Le texte de cette page a été corrigé et est conforme au fac-similé.

dire que les Indiens ne sont plus loin. Comme à l’odeur du jaguar, les animaux domestiques frissonnent à l’odeur seule des Indiens. Ils reconnaissent en eux des maîtres, car, on ne peut le nier, ces démons seuls ont conservé le sauvage et majestueux aspect des rois de la création.

— Caramba ! dit Baraja, allez-vous entonner les louanges des Indiens comme celles des tigres ?

— Pourquoi pas ? Je rends au besoin justice à mes ennemis. Mais rassurez-vous, les mules se sont remises à manger, et le cheval de Diaz semble s’être alarmé à tort. Jetons un coup d’œil autour du camp. »

En disant ces mots, Benito se leva, suivi de Baraja, que ces récits effrayaient et fascinaient à la fois ; il se glissa sous les chariots pour consulter l’immensité silencieuse qui les environnait. Mais rien n’était de nature à faire pressentir l’approche d’un danger.
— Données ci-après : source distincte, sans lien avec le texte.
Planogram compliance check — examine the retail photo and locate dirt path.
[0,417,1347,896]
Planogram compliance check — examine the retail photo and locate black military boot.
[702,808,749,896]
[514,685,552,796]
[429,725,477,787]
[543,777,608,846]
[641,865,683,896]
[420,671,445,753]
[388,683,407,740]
Un des cavaliers mis en sentinelle vint à passer, son mousquet au bras.

« N’avez-vous rien vu, rien entendu ? demanda l’ex-hacendero.

— Je n’ai rien vu, repartit la sentinelle. J’ai cru seulement entendre un hennissement de cheval sortir de l’un de ces petits vallons que vous voyez là-bas ; mais je me serai trompé sans doute. Malgré tout, je suis étonné que ni Cuchillo ni Gayferos ne reviennent. »

En achevant ces mots, le cavalier reprit sa promenade, et les deux causeurs vinrent se rasseoir à la place qu’ils occupaient.

« C’est une imprudence, reprit Benito, au milieu de toutes les précautions que don Estévan de Arechiza n’a cessé de prendre, d’avoir entretenu cette colonne de fumée toute l’après-midi, et maintenant encore. Par un ciel serein comme celui-ci, c’est une indication qui se voit de loin.